Sometimes it was also about who had the most muscle. Political parties would hire well-known amateur boxers and bare-knuckle fighters to stand guard at the ballot boxes, intimidating with a mere crack of the wrist. Sometimes, these fighters would become politicians themselves. There are many tales of John Morrissey and Bill “The Butcher” Poole using their fighting skills to intimidate those who would dare to step into the political ring with them. 

John Morrissey of NY. (Photo: Library of Congress)

Pay for Votes with Sandwiches

While it should be no surprise that voters sold their votes routinely in the 19th century, the price could also be discounted. “Floaters” would offer up their vote to the highest bidder, but sometimes it didn’t take much–maybe a few bucks and a sandwich.

One source documents that during an 1896 election in Indiana, 30,000 floaters offered up their vote for liquor, a sandwich and five dollars. While several historians believe that the impact floaters had on election results are greatly exaggerated, there was a 1911 case in Ohio where a local judge tried and convicted over a quarter of the voting electorate for selling their votes.

Even if “floaters” were limited to a relatively small select group of people, it could still have a great national impact, as it may have had on the 1888 Presidential election between Grover Cleveland and Benjamin Harrison. A rash of last-second vote-buying in Indiana may have turned the election in favor of Harrison. 

Call the Opponent Mentally Deranged and Question Their Gender 

The election of 1800 turned two former allies, Thomas Jefferson and John Adams, into competitor. Having worked together drafting the Declaration of Independence, the men had mutual admiration for one another. But that all deteriorated in 1800, with each fiercely believing the other would ruin the newly formed country if elected President. 

While both men would eventually take shots at one another, it was Jefferson who shot first. Newspaper writer James T. Callender was already known to the political elite for his written revelations that Alexander Hamilton was having an affair with a married woman.
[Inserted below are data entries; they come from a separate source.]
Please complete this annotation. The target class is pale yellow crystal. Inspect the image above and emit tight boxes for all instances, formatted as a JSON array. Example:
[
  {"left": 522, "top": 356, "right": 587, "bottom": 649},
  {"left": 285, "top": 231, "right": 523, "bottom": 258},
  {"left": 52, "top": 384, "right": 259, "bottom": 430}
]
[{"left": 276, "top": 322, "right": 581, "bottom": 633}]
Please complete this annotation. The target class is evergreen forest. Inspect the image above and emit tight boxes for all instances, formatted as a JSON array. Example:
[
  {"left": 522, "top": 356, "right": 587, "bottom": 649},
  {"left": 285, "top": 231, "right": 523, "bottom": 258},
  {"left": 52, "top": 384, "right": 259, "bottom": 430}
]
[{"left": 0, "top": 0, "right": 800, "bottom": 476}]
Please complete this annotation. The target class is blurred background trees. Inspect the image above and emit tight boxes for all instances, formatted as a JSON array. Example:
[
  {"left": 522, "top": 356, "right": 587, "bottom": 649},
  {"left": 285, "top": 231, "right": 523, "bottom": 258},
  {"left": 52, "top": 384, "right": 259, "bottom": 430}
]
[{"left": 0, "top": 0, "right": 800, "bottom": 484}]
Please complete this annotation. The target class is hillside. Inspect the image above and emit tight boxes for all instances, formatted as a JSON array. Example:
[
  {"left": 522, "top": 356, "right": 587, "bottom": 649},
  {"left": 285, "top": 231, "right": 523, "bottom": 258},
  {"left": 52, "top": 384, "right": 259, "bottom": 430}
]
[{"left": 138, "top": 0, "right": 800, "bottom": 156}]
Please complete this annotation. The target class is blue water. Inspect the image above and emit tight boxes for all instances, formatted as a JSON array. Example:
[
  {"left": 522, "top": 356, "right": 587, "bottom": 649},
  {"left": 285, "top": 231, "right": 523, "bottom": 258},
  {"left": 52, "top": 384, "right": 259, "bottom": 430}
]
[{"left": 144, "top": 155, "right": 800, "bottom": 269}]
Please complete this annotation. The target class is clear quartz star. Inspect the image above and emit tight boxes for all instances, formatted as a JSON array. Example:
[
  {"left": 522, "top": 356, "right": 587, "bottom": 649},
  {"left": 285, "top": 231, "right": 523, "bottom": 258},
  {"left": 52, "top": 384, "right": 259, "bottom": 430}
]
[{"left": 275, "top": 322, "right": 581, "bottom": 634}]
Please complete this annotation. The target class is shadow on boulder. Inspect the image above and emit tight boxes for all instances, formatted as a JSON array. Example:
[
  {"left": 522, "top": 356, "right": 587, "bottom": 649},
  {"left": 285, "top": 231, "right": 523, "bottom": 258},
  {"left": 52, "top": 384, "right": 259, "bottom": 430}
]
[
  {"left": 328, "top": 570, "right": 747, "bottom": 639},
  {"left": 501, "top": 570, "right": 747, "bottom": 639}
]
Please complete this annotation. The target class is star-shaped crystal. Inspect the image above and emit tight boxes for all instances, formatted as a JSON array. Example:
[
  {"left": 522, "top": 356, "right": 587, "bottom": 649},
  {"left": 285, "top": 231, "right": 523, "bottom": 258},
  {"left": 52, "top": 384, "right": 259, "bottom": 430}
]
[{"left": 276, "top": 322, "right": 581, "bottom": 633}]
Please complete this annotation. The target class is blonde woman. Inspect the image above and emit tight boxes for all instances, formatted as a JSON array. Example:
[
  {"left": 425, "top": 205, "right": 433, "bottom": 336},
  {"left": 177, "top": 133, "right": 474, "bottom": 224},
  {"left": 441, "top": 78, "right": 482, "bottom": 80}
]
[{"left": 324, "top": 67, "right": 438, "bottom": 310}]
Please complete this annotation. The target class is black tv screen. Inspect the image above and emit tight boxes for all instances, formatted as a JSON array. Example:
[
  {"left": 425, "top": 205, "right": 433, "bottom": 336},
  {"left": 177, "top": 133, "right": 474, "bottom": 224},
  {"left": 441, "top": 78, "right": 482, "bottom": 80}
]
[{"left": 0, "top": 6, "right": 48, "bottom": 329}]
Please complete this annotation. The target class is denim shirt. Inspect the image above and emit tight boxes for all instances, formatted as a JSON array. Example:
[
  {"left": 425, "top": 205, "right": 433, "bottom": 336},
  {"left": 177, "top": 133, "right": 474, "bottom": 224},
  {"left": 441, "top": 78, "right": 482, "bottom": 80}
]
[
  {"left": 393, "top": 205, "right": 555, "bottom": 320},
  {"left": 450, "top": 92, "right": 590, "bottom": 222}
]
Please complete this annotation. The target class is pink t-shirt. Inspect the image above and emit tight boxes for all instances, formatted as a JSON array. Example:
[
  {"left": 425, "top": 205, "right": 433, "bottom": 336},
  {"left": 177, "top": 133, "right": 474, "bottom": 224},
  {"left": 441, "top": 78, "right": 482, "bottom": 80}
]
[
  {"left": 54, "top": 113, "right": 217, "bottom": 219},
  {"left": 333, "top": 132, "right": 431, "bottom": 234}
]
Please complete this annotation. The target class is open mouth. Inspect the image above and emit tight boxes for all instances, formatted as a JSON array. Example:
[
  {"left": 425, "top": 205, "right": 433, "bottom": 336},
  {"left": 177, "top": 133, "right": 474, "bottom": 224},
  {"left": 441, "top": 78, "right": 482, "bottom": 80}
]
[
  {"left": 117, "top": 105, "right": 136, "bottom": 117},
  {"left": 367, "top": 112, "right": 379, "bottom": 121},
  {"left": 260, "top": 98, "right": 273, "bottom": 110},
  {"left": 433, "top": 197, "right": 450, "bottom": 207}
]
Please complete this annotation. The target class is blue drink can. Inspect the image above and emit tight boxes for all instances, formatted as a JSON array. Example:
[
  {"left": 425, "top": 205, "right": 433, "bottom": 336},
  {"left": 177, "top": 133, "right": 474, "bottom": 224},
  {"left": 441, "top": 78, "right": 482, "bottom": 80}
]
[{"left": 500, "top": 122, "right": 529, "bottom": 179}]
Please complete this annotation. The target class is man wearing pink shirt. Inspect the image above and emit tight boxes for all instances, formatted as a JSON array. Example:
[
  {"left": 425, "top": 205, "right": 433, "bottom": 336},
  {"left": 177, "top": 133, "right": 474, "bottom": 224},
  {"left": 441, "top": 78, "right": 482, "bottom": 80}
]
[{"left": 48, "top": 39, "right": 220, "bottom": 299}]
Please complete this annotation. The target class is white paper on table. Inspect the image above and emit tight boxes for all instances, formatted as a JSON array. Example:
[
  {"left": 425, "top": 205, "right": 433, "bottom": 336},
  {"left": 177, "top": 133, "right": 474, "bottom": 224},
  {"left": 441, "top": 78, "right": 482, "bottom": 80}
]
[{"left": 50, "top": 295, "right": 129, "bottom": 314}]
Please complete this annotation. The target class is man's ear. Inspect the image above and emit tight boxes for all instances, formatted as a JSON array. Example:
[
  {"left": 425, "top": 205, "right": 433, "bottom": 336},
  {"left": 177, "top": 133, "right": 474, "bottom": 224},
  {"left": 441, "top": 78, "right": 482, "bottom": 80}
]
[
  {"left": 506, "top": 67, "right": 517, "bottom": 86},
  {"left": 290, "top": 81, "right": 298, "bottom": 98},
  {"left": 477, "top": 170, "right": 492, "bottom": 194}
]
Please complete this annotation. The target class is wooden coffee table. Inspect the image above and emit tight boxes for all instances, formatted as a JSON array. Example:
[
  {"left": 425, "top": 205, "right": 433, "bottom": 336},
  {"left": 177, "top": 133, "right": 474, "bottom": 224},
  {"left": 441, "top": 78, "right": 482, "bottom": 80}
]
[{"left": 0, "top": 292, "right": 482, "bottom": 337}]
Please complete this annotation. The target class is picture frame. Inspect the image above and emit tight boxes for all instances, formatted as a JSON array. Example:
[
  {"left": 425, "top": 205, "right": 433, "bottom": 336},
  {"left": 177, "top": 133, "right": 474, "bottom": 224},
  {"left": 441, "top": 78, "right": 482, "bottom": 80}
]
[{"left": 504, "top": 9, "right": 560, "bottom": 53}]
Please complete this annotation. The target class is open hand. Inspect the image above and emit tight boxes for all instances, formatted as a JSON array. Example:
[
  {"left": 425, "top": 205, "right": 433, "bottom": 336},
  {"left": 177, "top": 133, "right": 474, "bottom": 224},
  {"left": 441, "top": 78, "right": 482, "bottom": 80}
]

This greatly impressed Jefferson, for he was not fan of Hamilton either. So, Jefferson secured Callender’s services and secretly paid him to write “The Prospect Before Us,” a pamphlet directing charges that the “mentally deranged” Adams wanted to turn America into a royal monarchy.

Title page of “The Prospect Before Us,” the anti-Federalist tract by political pamphleteer and journalist James T. Callender. (Photo: Public Domain/WikiCommons)

Callendar didn’t stop there though, calling Adams a “hideous hermaphroditical character.” Upon reading an early draft of the pamphlet, Jefferson wrote Callender that it “cannot fail to produce the best effect.” 

Needless to say, this rumormongering did not sit well with many, including the United States government. Callender was actually arrested under the Sedition Act and was jailed for nine months in Richmond. Meanwhile, Thomas Jefferson was elected President, thanks in no small part to Callender’s efforts.

Callender would have his revenge, though. While Jefferson did give Callendar a reprieve in the form of a Presidential pardon, the writer felt he was owed more–namely, money and a cushy postmaster appointment. Jefferson refused the postmaster request, but back-channeled Callender more money–an extra fifty bucks, which in today’s money is less than thousand dollars.

A year later, Callender would publish his next pamphlet, “The President Again,” a severe takedown of Jefferson in which he revealed the secret relationship between the President and Sally Hemings, a slave at his Monticello estate.